At that time there were more than 90 vendors packed into the space, ranging from fishmongers to Jewish delis and stalls selling dry goods. “Early photos from the market’s opening show shoppers in stylish fedoras perusing elaborately towered fruit sold by bowtied vendors,” writes local station KCET. Even architect Frank Lloyd Wright once had an office building in the space above the market.
But shortly after WWII, the area’s demographics started to change, as the wealthy moved out of the downtown area and into the suburbs. Angels Flight closed in the 1960s, and the mansions on Bunker Hill were converted to low-income housing, before being demolished and replaced by skyscrapers. During all of the changes, the market remained open, altering what it sold (and at what prices) to reflect the demographics and needs of the local community.
“When I first came to the market was 1972, and it was very different, we’ve seen many changes,” Tomas Martinez of Tacos Tumbras a Tomas told KCET. “Before we had maybe 80 percent Hispanic people, and now, it’s maybe 20 to 25 percent.

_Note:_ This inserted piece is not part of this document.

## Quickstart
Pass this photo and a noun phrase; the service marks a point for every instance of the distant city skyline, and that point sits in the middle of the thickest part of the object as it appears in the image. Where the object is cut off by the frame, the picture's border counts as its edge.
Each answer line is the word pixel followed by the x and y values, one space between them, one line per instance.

We see a lot more people from all over. I think it’s the most important place in Los Angeles.”
In 1984, local developer Ira Yellin bought the market, along with other iconic downtown buildings, including the Bradbury building, with the aim of restoring and preserving the area.
Since then, the Grand Central Market has faced problems, particularly during the recessions in the early 1990s and 2008. But today, the 30,000-square-foot arcade is home to more than 30 vendors. In 2014, the market as a whole was named one of the best restaurants in the country by Bon Appétit.
More than two million people visit the market each year, eating at places like breakfast favorite Egg Slut, or shopping for ingredients at longtime vendor Chiles Secos. “The current tenants reflect both the market’s recent past as a place to buy inexpensive produce and hog maw tacos and its evolution to a more gentrified food hall selling pressed juice, artisan bread and craft beer,” notes the LA Times.
As for the future of the market? In November of 2017, it was sold to Adam Daneshgar, president of Langdon Street Capital, who plans to preserve the market’s essence, while providing some minor renovations. “We just want to safeguard this place,” Daneshgar told the LA Times. “We are not looking to go in and change or overhaul anything.”